Today, the state Bureau of Child Day Care Services reports that more than 4,300 day care providers are registered in Pennsylvania. These providers receive mandatory training, are subject to facility inspections, and undergo a formal application procedure that includes background checks. But home-based caregivers must be registered only if they look after more than three children unrelated to them. "Unregistered family care is still the rule in rural Pennsylvania counties," notes Lyn Horning, assistant director of the Better Kid Care program. "Sullivan County, for instance, has only one registered day care provider. Many people can't afford to pay for formal child care." The number of informal day care arrangements that exist in the state is unknown, but developing ways to improve the quality of child care--given by registered or unregistered providers--is a big job.

"Basic research has demonstrated, again and again, that the more training providers get, the better the care they will provide," says Van Horn. In 1986, he launched his first child-care training program. That effort gave rise to today's Better Kid Care program, which provides an estimated 200,000 hours of training and receives approximately $1 million in government and private financial support each year. Van Horn also consults with companies across the nation to help them develop child care programs. In recognition of his efforts, Penn State presented him with its Award for Faculty Outreach in 1999. "But the real ownership of the Better Kid Care program resides in cooperative extension offices, not at University Park," he says. "This isn't my program, it's the counties' program. Penn State Cooperative Extension's family living agents and local offices are uniquely situated to train people who otherwise couldn't travel 50 miles to attend."

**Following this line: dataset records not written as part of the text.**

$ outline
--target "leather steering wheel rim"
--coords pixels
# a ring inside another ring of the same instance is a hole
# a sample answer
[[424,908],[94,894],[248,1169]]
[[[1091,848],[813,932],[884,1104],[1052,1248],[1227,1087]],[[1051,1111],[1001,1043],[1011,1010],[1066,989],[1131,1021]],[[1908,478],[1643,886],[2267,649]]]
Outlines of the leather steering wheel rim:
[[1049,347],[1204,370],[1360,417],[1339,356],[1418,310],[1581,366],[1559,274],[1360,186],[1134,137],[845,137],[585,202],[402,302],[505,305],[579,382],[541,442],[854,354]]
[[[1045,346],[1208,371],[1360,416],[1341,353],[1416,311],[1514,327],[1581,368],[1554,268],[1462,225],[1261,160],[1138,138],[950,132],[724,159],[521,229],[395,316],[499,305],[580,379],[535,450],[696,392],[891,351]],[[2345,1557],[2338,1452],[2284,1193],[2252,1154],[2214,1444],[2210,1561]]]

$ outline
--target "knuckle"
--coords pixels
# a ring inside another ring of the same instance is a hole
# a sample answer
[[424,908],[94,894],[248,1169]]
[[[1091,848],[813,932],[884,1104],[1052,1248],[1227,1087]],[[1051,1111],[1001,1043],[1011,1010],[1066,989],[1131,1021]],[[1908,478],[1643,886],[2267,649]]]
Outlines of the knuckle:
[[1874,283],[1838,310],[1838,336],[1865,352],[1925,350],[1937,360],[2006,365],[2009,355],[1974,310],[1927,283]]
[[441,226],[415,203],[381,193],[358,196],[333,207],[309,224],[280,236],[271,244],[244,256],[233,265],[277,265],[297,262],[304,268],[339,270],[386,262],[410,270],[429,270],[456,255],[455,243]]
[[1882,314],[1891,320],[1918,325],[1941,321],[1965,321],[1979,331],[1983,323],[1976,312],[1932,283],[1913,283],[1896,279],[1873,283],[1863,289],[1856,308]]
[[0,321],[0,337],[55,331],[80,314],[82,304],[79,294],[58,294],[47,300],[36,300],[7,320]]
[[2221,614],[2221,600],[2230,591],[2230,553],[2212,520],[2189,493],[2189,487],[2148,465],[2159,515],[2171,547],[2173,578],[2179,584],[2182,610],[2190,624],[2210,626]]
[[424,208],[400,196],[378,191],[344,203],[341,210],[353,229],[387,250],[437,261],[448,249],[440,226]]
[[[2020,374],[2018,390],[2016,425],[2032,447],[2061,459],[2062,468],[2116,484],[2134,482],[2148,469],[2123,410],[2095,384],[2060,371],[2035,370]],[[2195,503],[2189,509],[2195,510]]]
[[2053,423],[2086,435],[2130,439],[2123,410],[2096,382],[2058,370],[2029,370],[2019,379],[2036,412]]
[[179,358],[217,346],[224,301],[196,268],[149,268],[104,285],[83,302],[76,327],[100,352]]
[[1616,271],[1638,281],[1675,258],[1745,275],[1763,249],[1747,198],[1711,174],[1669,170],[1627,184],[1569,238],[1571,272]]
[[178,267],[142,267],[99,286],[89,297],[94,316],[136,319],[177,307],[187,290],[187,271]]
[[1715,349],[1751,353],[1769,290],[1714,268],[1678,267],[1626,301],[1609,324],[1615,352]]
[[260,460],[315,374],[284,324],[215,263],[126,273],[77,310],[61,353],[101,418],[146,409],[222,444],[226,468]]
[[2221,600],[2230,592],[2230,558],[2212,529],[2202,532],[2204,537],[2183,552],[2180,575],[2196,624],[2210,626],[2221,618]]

Rebecca Escott, based in the Lehigh Valley, is one of many family living agents who bring life to Better Kid Care. The free child care training programs she coordinates are consistently well attended and feature experts from fields such as social work and child psychology. "Our series on infant care was so popular that we had to turn away 40 people from the first session," she says. "Eventually we added a second one. We select different child care centers to host our workshops and try to choose locations that may be on the outskirts of a small community near caregivers' homes, or on urban bus routes, because we have caregivers who don't drive."

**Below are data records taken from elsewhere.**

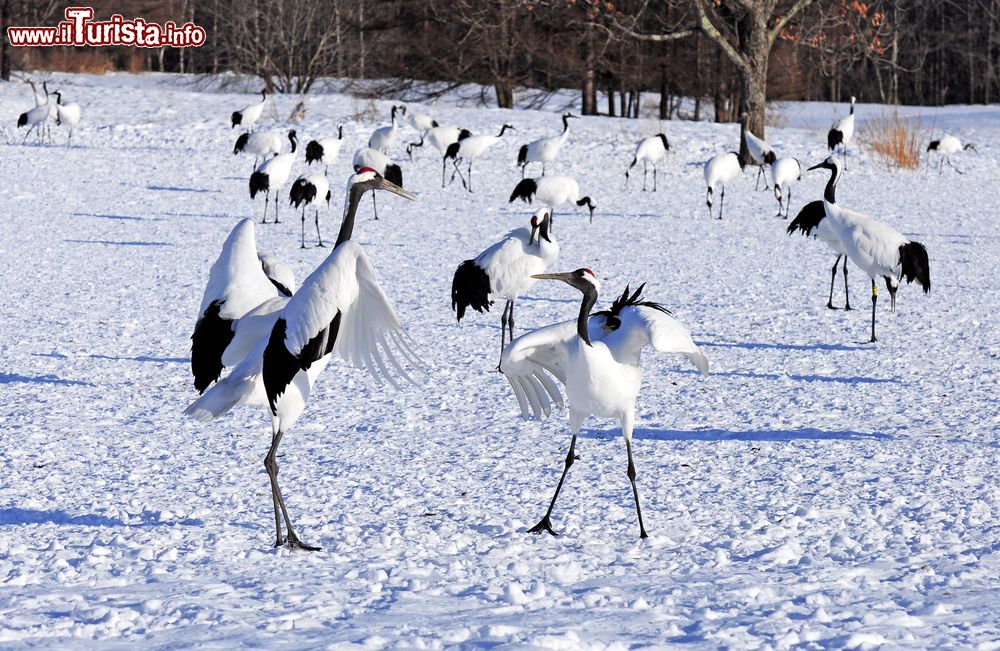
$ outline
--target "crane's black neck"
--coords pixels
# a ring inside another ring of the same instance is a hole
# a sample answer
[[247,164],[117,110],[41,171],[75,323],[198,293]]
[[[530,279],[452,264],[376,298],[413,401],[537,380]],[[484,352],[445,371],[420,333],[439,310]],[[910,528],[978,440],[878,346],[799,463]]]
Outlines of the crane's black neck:
[[365,190],[366,188],[357,184],[352,185],[351,189],[348,190],[347,205],[344,206],[344,220],[340,223],[340,233],[337,235],[337,243],[334,248],[351,239],[351,236],[354,235],[354,215],[358,212],[358,204],[361,203],[361,197],[365,196]]
[[290,143],[292,143],[292,153],[293,154],[295,153],[295,143],[296,143],[297,140],[298,139],[295,137],[295,132],[294,131],[292,133],[288,134],[288,141]]
[[343,140],[343,139],[344,139],[344,125],[338,124],[337,125],[337,140]]
[[854,115],[854,102],[851,102],[851,115]]
[[546,242],[551,242],[549,239],[549,220],[543,219],[541,226],[538,227],[538,245],[542,245],[542,240]]
[[830,180],[826,182],[826,190],[823,191],[823,198],[827,203],[837,203],[837,177],[840,176],[840,170],[836,166],[830,169]]
[[597,289],[588,286],[580,291],[583,292],[583,302],[580,303],[580,316],[576,320],[576,334],[580,336],[580,339],[583,339],[585,344],[593,346],[590,343],[590,330],[587,328],[587,324],[590,322],[590,311],[594,309],[594,303],[597,302]]
[[267,91],[262,90],[260,91],[260,103],[263,104],[266,101],[267,101]]
[[563,133],[569,131],[569,115],[563,116]]
[[56,104],[62,104],[62,91],[57,90],[55,95],[56,95]]
[[503,132],[510,128],[509,124],[505,124],[500,127],[500,133],[497,134],[497,138],[503,138]]
[[656,135],[659,136],[660,140],[663,141],[663,150],[664,151],[670,151],[670,143],[667,142],[667,137],[665,135],[663,135],[662,133],[658,133]]

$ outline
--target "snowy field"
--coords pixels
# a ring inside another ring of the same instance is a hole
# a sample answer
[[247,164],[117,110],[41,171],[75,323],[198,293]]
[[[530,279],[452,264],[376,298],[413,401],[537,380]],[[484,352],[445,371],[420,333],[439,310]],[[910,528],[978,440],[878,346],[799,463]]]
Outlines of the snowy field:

The most-requested workshop topics, according to Escott and Horning, are infant care, working with parents, and discipline. "A caregiver once told me that she had a six-year-old who had thrown a chair at her," says Escott. "That incident, along with some others, inspired us to develop a series called Caring for Children with Challenging Behaviors--not necessarily special needs or disabled children, but rather children who are coming out of divorce, live in violent environments, or are angry and defiant. Better Kid Care's flexibility allows us to develop our own programs to meet the needs of our caregivers."